Thand for the quick response Michael! This looks very basic and doable for my novice woodworking abilities. Have you ever built a feeder inside the hive? Do you suggest a top and bottom entrance? Is a screened bottom really necessary? I don't really want to do a screened bottom but thought that if it was necessary for moisture purposes that I would build some sort of stand to interchange a bottom.


----------



## Rader Sidetrack (Nov 30, 2011)

Welcome to Beesource!


(oops, edited to reflect MB's comment in post #5)

A variation of a Tanzanian Top Bar hive is a horizontal hive sized to accept standard Lang frames.
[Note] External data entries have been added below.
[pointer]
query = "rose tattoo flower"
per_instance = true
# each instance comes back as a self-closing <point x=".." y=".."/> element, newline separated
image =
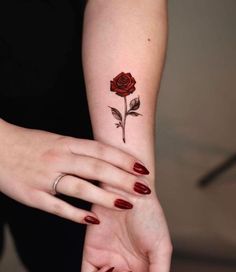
<point x="124" y="85"/>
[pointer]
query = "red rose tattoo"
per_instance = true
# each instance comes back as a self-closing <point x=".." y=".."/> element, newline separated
<point x="124" y="85"/>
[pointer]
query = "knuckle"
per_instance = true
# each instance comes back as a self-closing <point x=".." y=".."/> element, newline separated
<point x="52" y="156"/>
<point x="58" y="209"/>
<point x="97" y="168"/>
<point x="168" y="249"/>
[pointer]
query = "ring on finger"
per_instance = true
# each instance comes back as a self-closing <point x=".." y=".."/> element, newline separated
<point x="55" y="183"/>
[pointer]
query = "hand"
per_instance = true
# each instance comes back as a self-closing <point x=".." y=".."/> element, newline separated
<point x="30" y="161"/>
<point x="137" y="240"/>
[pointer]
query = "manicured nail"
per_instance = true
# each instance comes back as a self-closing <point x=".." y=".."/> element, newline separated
<point x="139" y="168"/>
<point x="91" y="220"/>
<point x="111" y="269"/>
<point x="122" y="204"/>
<point x="141" y="189"/>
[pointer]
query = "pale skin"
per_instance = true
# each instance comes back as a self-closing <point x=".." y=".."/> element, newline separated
<point x="126" y="36"/>
<point x="30" y="160"/>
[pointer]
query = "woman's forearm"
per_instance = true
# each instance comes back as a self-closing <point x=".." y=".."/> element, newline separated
<point x="125" y="36"/>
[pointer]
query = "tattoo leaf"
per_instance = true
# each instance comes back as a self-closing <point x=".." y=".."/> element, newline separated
<point x="118" y="124"/>
<point x="116" y="114"/>
<point x="134" y="104"/>
<point x="133" y="113"/>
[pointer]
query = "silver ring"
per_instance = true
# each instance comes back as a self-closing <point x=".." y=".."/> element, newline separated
<point x="55" y="183"/>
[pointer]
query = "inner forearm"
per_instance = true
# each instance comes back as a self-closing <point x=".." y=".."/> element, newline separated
<point x="125" y="36"/>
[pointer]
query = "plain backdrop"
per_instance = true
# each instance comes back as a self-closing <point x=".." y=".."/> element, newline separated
<point x="196" y="131"/>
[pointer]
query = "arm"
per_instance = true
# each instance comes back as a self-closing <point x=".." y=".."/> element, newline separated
<point x="126" y="36"/>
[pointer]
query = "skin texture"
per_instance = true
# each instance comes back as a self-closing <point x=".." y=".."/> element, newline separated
<point x="30" y="160"/>
<point x="126" y="36"/>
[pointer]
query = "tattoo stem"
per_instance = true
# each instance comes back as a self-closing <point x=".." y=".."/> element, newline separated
<point x="124" y="121"/>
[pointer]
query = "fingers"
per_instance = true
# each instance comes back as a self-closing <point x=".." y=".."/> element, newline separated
<point x="87" y="267"/>
<point x="106" y="269"/>
<point x="79" y="188"/>
<point x="107" y="153"/>
<point x="53" y="205"/>
<point x="160" y="260"/>
<point x="94" y="169"/>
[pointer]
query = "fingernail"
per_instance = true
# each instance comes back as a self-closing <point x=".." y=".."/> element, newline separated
<point x="139" y="168"/>
<point x="122" y="204"/>
<point x="111" y="269"/>
<point x="141" y="189"/>
<point x="91" y="220"/>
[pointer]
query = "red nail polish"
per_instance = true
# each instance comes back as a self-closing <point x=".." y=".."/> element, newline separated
<point x="141" y="189"/>
<point x="122" y="204"/>
<point x="111" y="269"/>
<point x="139" y="168"/>
<point x="91" y="220"/>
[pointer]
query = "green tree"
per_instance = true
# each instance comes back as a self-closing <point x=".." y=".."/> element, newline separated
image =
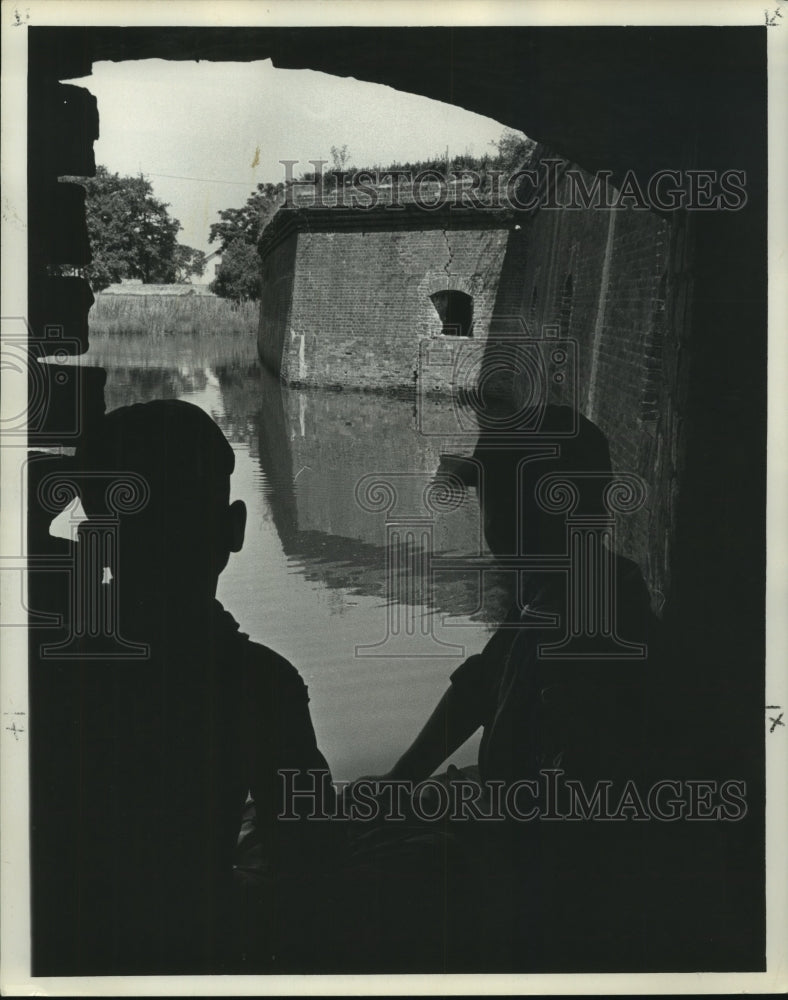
<point x="132" y="234"/>
<point x="188" y="262"/>
<point x="246" y="223"/>
<point x="514" y="150"/>
<point x="237" y="234"/>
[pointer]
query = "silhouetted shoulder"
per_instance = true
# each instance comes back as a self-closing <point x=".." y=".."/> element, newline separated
<point x="269" y="665"/>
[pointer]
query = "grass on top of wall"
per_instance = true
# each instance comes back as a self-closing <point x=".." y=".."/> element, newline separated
<point x="168" y="315"/>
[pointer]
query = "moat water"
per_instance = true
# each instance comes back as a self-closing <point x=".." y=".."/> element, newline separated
<point x="318" y="578"/>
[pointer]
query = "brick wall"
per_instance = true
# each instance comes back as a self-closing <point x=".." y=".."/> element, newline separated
<point x="349" y="308"/>
<point x="617" y="283"/>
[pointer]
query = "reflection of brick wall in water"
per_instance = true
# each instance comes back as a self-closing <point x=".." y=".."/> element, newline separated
<point x="336" y="439"/>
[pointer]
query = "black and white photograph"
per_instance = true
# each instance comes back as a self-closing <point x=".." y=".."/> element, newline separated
<point x="394" y="498"/>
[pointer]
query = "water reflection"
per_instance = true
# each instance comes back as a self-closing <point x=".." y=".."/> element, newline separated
<point x="312" y="578"/>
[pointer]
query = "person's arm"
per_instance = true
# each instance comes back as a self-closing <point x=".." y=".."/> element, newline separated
<point x="454" y="720"/>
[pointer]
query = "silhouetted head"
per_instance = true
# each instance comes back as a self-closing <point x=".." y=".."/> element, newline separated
<point x="506" y="468"/>
<point x="177" y="540"/>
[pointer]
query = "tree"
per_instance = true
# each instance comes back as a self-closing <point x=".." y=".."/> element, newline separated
<point x="246" y="223"/>
<point x="132" y="234"/>
<point x="514" y="150"/>
<point x="188" y="262"/>
<point x="238" y="277"/>
<point x="237" y="234"/>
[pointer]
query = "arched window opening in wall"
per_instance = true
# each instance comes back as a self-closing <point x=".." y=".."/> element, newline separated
<point x="565" y="310"/>
<point x="455" y="309"/>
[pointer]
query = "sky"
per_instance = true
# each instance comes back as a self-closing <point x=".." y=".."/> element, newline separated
<point x="205" y="134"/>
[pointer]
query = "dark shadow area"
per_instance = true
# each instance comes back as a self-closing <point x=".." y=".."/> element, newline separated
<point x="658" y="896"/>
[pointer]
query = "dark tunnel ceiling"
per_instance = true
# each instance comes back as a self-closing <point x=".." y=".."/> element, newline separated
<point x="614" y="98"/>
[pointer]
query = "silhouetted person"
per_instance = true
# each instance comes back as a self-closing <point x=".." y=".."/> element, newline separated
<point x="582" y="717"/>
<point x="143" y="765"/>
More on that at this page from Michael:
http://www.bushfarms.com/beeshorizontalhives.htm

If you want to be able to utilize standard frames, one option is to simply take the plans for 10 frame Lang boxes and extend the 16.25" side to 48" or so. (The side with exterior dimensions of 19.875" needs to remain that size if you are going to build with 3/4" thick lumber.)
http://www.beesource.com/build-it-yourself/10-frame-langstroth-barry-birkey/

Those plans are very detailed for standard 10 frame boxes, but will require a little extrapolation on your part to turn them into a horizontal hive.


----------



## Michael Bush (Aug 2, 2002)

There are both KTBH and TTBH on the page... but if you build A TTBH it to Langstroth dimensions and cut a rabbet for the bars to rest on (I cut mine 3/4" deep and 3/8" wide) then you can put a standard Langstroth frame feeder in.


----------



## jadebees (May 9, 2013)

I tried using a TTBH as a full size hive. My thinking was that it would be easier to start nucs or give brood to a swarm.( I also was using some Lang boxes.) I made the width the usual 19 7/8" for a Lang. I made full length top bars, not frames. The attachments were horrible!! Not only box sides but cross-comb also. It was very difficult not to break those combs.If you do this use frames or you get a mess after a year. All the things you cope with in Warre hives are magnified enormously in a full size TTBH. I have Warre hives and they are very managable. The big TTBH may test your patience without frames inside.


----------